Because that’s what these resolutions are all about: giving you a plan for the next 12 months.
Think of it this way: a business makes decisions that align with its values, to guarantee resources and time are spent in a manner that will help them reach company goals. In the same way, you can align choices with your new year’s resolutions, so you know you’re moving closer to the outcome you want in life.
And nowhere is this more important than the plans for your family. Let’s help you get it right for 2020.
How to Make New Year’s Resolutions
Firstly, are you keeping your long term goals in mind when you set up these short term ones for the next 12 months?
Also, don’t make plans in isolation. Imagine you plan to purchase a house, but your partner wants to go on a glamorous holiday. Your decisions are bound to frustrate each other and prevent everyone from reaching their goals. Rather get everyone’s input and devise a plan that incorporates everyone’s interests. If your spouse and kids agree with the plan, it will be easier for everyone to abide by it & support each other to reach the goals.
Now, to help you get started, consider these four important topics you need to think about before 2020 arrives.
4 Discussions All Families Should Have
Will Your Family Dynamics Change Any Time Soon?
Many of you other choices in the next few months are determined by how big your family is. It’s important that couples discuss if and when they will have more children. You can’t assume the other party will want to get pregnant at the same time you want to. Discuss it & agree on a timeline so you can plan using contraception as and when necessary.
Of course, you can’t predict when exactly you’ll fall pregnant, but at least make the possibility of another child part of your planning. Prepare mentally and plan to budget for this immense change in your lifestyle.
What Have You Been Avoiding?
It’s easy to keep yourself busy in order to avoid difficult scenarios. But they won’t go away!
Perhaps you’re getting by by paying with your credit cards each month. Why? Because no one has the courage to face the realities of your monthly budget and start setting boundaries. If you don’t face this, sooner or later you’ll have too much debt to cope with.
Or perhaps you haven’t discussed the first item on our list above—family dynamics—because you’re unable to have children. Artificial insemination and IVF treatment in South Africa have brought many families the joy of having children. But the financial and emotional challenges seem too much to handle for many couples. This matter requires long term planning. And if you don’t face it now, you may regret it in the long run.
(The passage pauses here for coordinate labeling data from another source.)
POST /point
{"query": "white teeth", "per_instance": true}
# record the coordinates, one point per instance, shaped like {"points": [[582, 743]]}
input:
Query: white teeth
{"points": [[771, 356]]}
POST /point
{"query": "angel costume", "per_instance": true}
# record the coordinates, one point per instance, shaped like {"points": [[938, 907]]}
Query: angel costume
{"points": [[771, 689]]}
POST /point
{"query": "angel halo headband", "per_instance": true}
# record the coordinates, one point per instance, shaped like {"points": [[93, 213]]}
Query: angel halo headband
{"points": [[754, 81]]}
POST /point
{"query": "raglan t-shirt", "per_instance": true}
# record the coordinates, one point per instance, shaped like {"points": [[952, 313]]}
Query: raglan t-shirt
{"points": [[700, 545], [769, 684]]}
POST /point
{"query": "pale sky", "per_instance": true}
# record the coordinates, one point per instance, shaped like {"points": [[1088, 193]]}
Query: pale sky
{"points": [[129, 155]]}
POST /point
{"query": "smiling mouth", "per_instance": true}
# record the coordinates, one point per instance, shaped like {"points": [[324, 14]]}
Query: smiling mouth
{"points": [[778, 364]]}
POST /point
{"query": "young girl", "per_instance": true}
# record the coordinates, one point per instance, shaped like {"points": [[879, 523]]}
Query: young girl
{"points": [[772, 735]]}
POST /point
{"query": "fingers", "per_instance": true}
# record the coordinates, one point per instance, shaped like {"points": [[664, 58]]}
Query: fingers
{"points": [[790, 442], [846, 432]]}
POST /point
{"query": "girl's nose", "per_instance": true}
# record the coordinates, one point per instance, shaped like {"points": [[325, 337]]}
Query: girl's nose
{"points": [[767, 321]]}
It’s time to start talking.
What do You Value?
Asking yourselves this question can open up discussions about many other important aspects of life. Here are examples of questions to ask when you list your values:
- Health: Should the family eat healthier?
- Family:Are you spending enough quality time together or should you plan more family activities?
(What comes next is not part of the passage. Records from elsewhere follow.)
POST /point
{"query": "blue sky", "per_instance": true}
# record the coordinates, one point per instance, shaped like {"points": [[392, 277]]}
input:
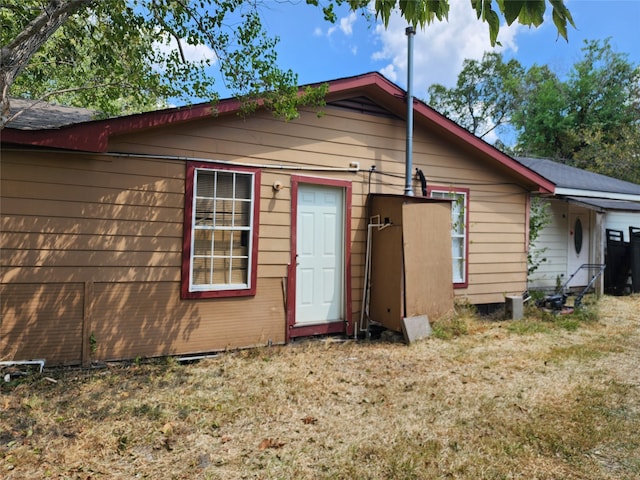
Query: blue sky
{"points": [[318, 51]]}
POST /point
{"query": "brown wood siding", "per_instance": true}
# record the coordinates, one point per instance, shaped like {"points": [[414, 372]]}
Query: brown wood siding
{"points": [[149, 319], [75, 218], [42, 318]]}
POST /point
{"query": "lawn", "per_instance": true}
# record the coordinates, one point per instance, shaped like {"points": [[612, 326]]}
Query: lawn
{"points": [[543, 398]]}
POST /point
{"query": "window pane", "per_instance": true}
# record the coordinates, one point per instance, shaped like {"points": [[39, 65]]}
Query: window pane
{"points": [[224, 185], [224, 213], [222, 243], [243, 186], [242, 215], [239, 270], [204, 212], [201, 271], [221, 271], [202, 242], [204, 185], [458, 270], [240, 244], [457, 250]]}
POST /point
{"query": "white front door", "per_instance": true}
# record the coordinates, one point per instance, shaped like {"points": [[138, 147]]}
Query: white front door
{"points": [[578, 248], [320, 254]]}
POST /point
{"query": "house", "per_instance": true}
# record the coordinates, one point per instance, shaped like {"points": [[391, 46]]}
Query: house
{"points": [[584, 206], [188, 230]]}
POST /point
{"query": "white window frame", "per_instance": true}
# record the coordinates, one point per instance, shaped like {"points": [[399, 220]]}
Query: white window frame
{"points": [[248, 233], [459, 216]]}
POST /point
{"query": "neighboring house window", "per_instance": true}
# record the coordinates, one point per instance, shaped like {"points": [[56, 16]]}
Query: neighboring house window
{"points": [[459, 230], [220, 231]]}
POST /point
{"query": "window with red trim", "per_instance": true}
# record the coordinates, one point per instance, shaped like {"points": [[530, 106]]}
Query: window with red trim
{"points": [[220, 231], [459, 230]]}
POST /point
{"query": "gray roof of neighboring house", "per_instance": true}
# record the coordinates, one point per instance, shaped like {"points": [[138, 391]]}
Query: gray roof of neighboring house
{"points": [[565, 176], [605, 204], [39, 115]]}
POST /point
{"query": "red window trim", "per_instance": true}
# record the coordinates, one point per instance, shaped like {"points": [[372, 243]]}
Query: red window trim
{"points": [[465, 191], [185, 292]]}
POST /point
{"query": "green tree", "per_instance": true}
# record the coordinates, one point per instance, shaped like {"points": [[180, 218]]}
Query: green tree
{"points": [[485, 95], [595, 110], [105, 53]]}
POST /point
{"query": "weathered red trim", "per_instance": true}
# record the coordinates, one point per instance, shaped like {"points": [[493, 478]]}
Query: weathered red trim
{"points": [[467, 192], [186, 239], [345, 326], [320, 329], [94, 136]]}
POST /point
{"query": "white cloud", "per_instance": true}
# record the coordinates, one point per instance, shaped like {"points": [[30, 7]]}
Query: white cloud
{"points": [[439, 48], [346, 23], [192, 53]]}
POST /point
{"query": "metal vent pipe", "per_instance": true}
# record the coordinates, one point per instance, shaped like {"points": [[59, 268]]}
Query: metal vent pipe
{"points": [[408, 188]]}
- Relationships: Should you limit mobile use in the house so you can talk and build relationship with each other?
How Much Will You Save and What Will You Save for?
Money is one of the most common reasons marriages don’t work out. For example, one party may not like how much the other spends. Over time this can escalate into big arguments and if not resolved, divorce may ensue.
Much of this can be avoided by agreeing on the same goals and resolutions; for the next 12 months AND long term:
- How much money can you save each month? What percentage should you save and how much should you use to spoil yourselves?
- What will you use the saved money for?
- If someone finds something they really want, must they consult the other one before buying?
You may need to compromise to find a plan that suits everyone, but having tough, honest discussions now is better than ending up resenting each other in 12 months’ time.
There’s the possibility of having an amazing 12 months ahead of you. But it starts with planning. What will you discuss with your loved ones around the dinner table tonight?